Pursuant to the Omniome Merger Agreement, we agreed to acquire all of the outstanding equity interests of Omniome, with Omniome becoming a wholly owned subsidiary of ours (the “Omniome Merger”). Omniome’s stockholders approved the Omniome Merger. No approval of our stockholders is required to consummate the Omniome Merger.

Subject to the terms and conditions of the Omniome Merger Agreement, at the effective time of the Omniome Merger, holders of Omniome’s outstanding equity interests will be entitled to receive approximately $600 million (composed of approximately 9.4 million shares of our common stock and $300 million in cash). Subject to the terms of the Omniome Merger Agreement and the achievement of a specified milestone, holders of Omniome’s outstanding equity interests will also be entitled to receive $200 million (composed of $100 million in cash and the rest in shares of our common stock). All amounts are subject to adjustment as specified in the Omniome Merger Agreement. As part of the Merger, we will assume certain of Omniome’s unvested stock options. Pursuant to the Omniome Merger Agreement, we will be required to register the equity portion of the merger consideration for resale with the SEC following the closing of the Merger.

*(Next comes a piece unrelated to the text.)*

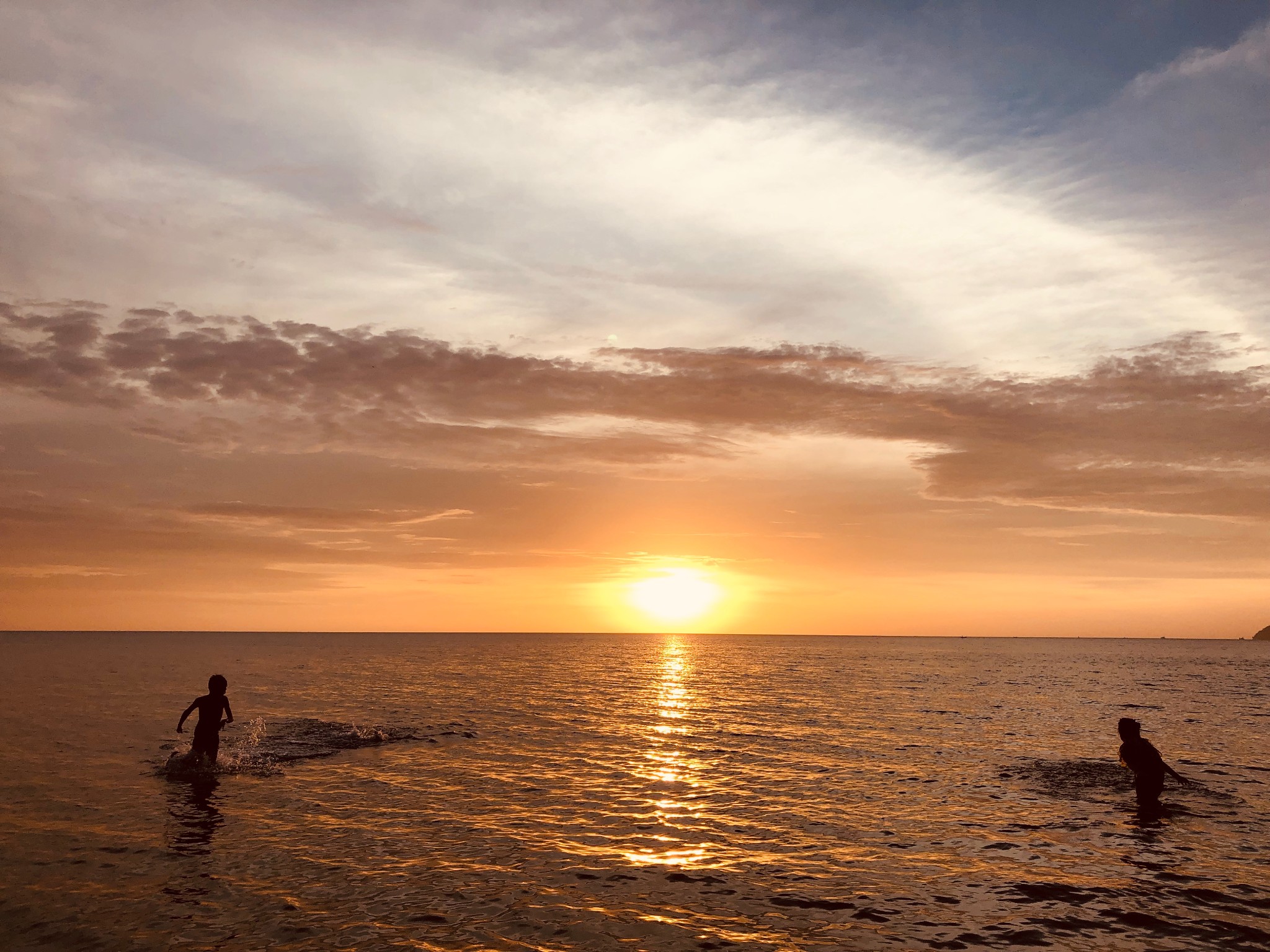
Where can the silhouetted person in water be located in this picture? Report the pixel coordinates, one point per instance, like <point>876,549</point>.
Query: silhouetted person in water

The closing of the Omniome Merger is subject to the satisfaction of customary conditions, including, among others: (1) the accuracy of representations and warranties of, and performance of covenants by, the other party (in each case, subject to certain qualifications, if applicable), (2) the absence of a continuing material adverse effect, (3) the absence of any law or order restraining, enjoining or otherwise prohibiting the Omniome Merger; and (4) the expiration or termination of the waiting period under the United States Hart-Scott-Rodino Antitrust Improvements Act of 1976, as amended.

The Company, Omniome, and the Omniome Merger Subs have made customary representations, warranties, and covenants in the Omniome Merger Agreement, including, among other things, covenants with respect to the conduct of Omniome’s business during the period between the execution of the Omniome Merger Agreement and consummation of the Omniome Merger.

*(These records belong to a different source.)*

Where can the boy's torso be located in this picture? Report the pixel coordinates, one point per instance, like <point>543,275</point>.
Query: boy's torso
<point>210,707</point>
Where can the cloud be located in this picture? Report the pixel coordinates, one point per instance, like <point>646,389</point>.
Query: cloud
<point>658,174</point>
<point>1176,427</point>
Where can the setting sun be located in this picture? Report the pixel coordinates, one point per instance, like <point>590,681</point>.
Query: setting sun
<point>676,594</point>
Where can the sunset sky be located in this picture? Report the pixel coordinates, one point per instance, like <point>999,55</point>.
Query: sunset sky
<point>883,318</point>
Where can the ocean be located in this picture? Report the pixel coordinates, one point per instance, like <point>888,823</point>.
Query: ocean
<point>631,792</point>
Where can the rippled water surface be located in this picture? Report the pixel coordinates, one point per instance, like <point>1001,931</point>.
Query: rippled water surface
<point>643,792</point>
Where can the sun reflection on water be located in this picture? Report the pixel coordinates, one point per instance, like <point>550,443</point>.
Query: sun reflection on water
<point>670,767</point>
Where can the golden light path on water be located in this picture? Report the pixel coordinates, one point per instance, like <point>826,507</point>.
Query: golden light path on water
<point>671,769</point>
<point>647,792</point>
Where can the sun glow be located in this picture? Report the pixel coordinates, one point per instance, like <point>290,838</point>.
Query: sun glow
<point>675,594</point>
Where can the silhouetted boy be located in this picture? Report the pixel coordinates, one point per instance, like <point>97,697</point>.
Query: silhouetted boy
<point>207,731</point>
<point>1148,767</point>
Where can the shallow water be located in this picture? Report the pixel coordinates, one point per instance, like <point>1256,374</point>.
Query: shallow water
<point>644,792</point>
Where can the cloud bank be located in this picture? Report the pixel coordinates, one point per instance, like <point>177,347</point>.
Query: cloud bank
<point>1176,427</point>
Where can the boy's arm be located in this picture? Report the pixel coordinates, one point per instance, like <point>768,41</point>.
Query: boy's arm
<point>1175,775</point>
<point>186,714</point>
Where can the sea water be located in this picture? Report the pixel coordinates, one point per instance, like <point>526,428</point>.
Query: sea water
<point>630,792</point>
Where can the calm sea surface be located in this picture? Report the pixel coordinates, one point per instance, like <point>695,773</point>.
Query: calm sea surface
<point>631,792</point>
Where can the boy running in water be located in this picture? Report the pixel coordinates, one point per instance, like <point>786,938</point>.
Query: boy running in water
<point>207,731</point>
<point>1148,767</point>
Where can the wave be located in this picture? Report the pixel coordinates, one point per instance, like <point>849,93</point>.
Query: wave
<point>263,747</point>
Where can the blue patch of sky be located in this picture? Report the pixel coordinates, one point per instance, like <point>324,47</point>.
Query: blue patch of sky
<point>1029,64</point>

The Omniome Merger Agreement contains customary termination rights for both the Company and Omniome including, but not limited to, (1) in the event that the Omniome Merger has not been consummated on or prior to December 16, 2021, (2) the parties’ mutual written agreement to terminate the Omniome Merger Agreement, or (3) a material breach by one party, which breach cannot be cured within 20 calendar days, entitling the non-breaching party to not consummate its closing conditions under the Omniome Merger Agreement.

Private Placement

On July 19, 2021, we entered into a securities purchase agreement with certain qualified institutional buyers and institutional accredited investors, pursuant to which we agreed to sell to the investors an aggregate of 11,214,953 shares of our common stock, at a price of $26.75 per share, for aggregate gross proceeds of approximately $300 million (the “Private Placement”). The closing of the Private Placement is conditioned upon, among other customary closing conditions, the closing of the Omniome Merger.

In connection with the Private Placement, on July 19, 2021, we entered into a Registration Rights Agreement with the Private Placement investors, providing them, among other things, certain registration rights, including our obligation to register the Private Placement shares for resale with the SEC within 30 days following the closing of the Private Placement.